The Economics of B.C. Malls

Image by: Paul Joseph
The main strip in Gibsons is full of charm and character. But the town's commercial centre has become the mall a kilometre away.

 

The mall is the cornerstone of many small B.C. communities. 
But are they really a net positive for the local economy? 


In the interest of full disclosure: I’ve never liked malls. 


As far as I’m concerned, they’re all the same: stale air, contrived architecture and a barrage of overpriced storefronts. When I lived in east Van or Montreal or Toronto, nothing gave me more pleasure than hopping on my bike and doing all the shopping I needed out of quirky little stores that have been in families for generations. 


Which is why, when I moved to Gibsons on the Sunshine Coast four years ago, I was shocked to find out I didn’t have a choice. A trip to Sunnycrest Mall in Upper Gibsons is unavoidable here. Liquor store selection? Head to the mall. Replacing your ink cartridge? Mall. Picking up a package? Mall, mall, mall.

It bugged me that I couldn’t hop on my bike and pick up what I needed on our quaint little main street in Lower Gibsons, an 80-year-old two-block stretch along the waterfront, featuring a wharf, gift shops/galleries, convenience stores and restaurants. Instead, I had to get in my car and trek a kilometre up the hill to Upper Gibsons (downtown’s busy younger brother), parking between an idling truck and a Hummer to shop at London Drugs, Supervalu, even Hallmark – week in, week out. 


When I started to notice the heavy turnover of local businesses in the mall and found out their rents were somewhere between $15 and $25 a square foot, every fibre in my body began to itch for answers. How did we get here, I wanted to know. Is the typical small-town mall – with seven or eight corporate anchors (Starbucks, BC Liquor Store, RBC, London Drugs, Reitmans, CIBC, the Bargain Shop and Athletes World, in our case), a handful of franchises and a few local stalwarts – really the only model that’s working these days? On a recent trip through the Okanagan, all I saw was one depleted main street after another; the malls, on the other hand, were hopping.


Most small-town folk – even myself on a generous day – will begrudge our local mall this: it’s not great to look at, but it keeps our economy humming. The corporate chains and franchises bring more jobs into town and, because they’re large outfits with economies of scale, they can provide us with more selection at lower prices. 


But the journalist in me wasn’t so sure: does the local mall – dominated in large part by corporate anchors and franchises – have a net positive benefit for the local economy? Sure, it might provide jobs, more stuff and savings for locals, but what does it take away? Even if I leave out those community intangibles that we lose at the mall – chatting with the owner at the till, less car traffic, local colour and flavour – are we losing our money too? 


To find out, I meet up with Michael McLaughlin, a middle-aged gumboot-wearing small-business consultant and the local economic development officer. He doesn’t buy my cynicism.
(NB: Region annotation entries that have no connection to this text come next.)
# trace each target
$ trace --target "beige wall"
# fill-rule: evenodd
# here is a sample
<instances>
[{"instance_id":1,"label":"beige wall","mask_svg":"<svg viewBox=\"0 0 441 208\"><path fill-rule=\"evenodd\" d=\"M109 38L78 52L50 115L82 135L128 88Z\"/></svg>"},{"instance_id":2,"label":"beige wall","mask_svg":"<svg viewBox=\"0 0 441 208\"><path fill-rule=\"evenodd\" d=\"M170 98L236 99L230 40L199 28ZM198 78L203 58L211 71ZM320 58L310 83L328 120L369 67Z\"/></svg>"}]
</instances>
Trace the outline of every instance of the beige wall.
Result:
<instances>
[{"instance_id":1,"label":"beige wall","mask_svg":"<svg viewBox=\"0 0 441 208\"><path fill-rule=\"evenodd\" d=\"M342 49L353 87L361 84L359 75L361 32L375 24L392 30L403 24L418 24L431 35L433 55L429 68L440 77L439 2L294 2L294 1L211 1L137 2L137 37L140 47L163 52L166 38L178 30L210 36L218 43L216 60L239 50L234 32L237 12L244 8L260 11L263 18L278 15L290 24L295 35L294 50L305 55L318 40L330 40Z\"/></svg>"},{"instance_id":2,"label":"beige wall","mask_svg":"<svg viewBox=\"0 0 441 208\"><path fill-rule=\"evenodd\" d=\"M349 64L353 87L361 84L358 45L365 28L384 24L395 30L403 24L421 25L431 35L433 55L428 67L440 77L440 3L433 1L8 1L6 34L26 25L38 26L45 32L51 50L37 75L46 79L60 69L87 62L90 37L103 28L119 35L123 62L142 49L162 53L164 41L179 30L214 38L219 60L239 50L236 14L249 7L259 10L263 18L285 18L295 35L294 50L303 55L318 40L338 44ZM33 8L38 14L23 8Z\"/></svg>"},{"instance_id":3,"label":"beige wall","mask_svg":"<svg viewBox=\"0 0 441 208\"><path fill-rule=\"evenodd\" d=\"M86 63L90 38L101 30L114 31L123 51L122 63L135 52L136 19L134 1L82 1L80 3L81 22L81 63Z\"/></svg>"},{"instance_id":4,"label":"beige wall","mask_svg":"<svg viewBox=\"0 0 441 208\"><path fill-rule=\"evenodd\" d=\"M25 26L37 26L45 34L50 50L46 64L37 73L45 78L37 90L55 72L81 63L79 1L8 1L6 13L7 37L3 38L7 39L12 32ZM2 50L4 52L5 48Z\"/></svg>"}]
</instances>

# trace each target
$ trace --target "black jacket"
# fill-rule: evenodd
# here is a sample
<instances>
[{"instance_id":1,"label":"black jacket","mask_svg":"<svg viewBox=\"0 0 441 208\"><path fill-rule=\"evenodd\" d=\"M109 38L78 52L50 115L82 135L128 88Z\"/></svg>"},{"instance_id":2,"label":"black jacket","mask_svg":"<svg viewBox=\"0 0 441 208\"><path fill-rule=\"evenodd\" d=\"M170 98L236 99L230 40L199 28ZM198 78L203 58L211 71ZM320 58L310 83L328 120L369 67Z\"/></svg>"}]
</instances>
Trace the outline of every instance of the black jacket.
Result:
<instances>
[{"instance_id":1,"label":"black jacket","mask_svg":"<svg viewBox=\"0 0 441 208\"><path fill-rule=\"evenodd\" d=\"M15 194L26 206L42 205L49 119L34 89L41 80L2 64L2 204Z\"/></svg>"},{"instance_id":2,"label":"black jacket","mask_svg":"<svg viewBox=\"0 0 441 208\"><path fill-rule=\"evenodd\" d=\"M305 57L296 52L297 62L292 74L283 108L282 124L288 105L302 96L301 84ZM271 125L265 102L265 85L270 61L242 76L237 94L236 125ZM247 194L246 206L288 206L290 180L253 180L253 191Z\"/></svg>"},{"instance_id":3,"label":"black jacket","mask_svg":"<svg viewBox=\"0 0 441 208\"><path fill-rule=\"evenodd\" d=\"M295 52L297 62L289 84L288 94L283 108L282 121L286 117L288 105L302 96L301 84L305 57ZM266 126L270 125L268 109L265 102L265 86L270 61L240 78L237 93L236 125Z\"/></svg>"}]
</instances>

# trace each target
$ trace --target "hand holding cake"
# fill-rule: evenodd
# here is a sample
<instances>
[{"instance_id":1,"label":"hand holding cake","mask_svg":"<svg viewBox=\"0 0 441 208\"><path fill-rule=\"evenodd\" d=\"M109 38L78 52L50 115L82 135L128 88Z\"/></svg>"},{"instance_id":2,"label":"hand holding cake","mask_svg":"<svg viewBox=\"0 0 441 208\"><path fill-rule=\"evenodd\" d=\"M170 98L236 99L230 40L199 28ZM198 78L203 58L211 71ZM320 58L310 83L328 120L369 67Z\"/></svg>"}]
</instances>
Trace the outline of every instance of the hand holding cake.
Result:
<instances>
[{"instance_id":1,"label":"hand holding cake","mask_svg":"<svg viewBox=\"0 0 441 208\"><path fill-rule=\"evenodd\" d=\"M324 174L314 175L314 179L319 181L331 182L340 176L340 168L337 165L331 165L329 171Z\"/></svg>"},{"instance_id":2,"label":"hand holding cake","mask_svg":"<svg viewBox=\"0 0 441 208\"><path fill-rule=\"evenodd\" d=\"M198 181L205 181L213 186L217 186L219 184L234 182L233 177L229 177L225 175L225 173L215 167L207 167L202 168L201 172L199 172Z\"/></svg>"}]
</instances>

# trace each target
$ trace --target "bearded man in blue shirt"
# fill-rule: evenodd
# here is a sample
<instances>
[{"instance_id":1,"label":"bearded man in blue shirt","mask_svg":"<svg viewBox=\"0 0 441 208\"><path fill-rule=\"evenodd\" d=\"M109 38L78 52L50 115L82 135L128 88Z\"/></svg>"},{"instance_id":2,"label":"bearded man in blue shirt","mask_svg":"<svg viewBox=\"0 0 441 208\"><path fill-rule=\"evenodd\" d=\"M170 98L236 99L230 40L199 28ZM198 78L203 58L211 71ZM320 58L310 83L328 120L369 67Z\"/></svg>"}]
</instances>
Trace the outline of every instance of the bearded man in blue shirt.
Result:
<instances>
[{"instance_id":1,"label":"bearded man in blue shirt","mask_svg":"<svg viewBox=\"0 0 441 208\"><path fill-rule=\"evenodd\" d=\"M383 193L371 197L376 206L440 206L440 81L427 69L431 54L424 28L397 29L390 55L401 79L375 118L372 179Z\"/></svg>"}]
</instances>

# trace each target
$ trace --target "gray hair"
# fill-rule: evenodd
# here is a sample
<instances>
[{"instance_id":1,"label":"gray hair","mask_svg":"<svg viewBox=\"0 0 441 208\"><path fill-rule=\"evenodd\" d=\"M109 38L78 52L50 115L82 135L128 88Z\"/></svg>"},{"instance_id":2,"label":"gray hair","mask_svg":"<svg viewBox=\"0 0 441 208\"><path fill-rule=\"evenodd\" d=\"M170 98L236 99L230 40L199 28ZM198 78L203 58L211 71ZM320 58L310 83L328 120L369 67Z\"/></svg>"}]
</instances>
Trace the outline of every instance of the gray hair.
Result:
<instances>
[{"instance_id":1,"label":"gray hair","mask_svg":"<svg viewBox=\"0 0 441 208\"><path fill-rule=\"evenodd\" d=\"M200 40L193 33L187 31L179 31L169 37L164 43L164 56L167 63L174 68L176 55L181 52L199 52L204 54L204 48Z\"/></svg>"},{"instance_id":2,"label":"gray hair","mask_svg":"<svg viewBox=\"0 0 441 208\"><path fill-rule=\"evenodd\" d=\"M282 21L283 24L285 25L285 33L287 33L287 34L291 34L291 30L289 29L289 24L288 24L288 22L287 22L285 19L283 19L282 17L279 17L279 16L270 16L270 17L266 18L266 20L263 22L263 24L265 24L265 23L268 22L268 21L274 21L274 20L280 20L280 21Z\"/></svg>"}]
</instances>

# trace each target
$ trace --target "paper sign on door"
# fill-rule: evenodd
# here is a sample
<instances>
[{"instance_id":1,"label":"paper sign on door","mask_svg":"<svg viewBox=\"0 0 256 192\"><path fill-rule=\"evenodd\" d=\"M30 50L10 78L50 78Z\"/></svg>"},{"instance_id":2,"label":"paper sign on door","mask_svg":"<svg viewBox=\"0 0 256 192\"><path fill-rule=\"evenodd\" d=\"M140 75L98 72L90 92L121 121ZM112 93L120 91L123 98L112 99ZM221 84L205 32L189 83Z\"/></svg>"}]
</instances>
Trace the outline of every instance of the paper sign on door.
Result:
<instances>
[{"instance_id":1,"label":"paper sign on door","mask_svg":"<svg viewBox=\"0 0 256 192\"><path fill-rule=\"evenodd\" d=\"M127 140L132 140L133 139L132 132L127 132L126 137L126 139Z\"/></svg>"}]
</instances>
“This is a common misconception: that malls suck money out of the local economy. You need to examine that statement,” he tells me. “Imagine our town without a mall.” 


McLaughlin, a thoughtful part-time farmer hired by the Town of Gibsons to head up an economic development initiative for the Sunshine Coast called BCI (Best Coast Initiatives), pauses and considers his next statement. “Most small businesses fail because they’re poorly run.”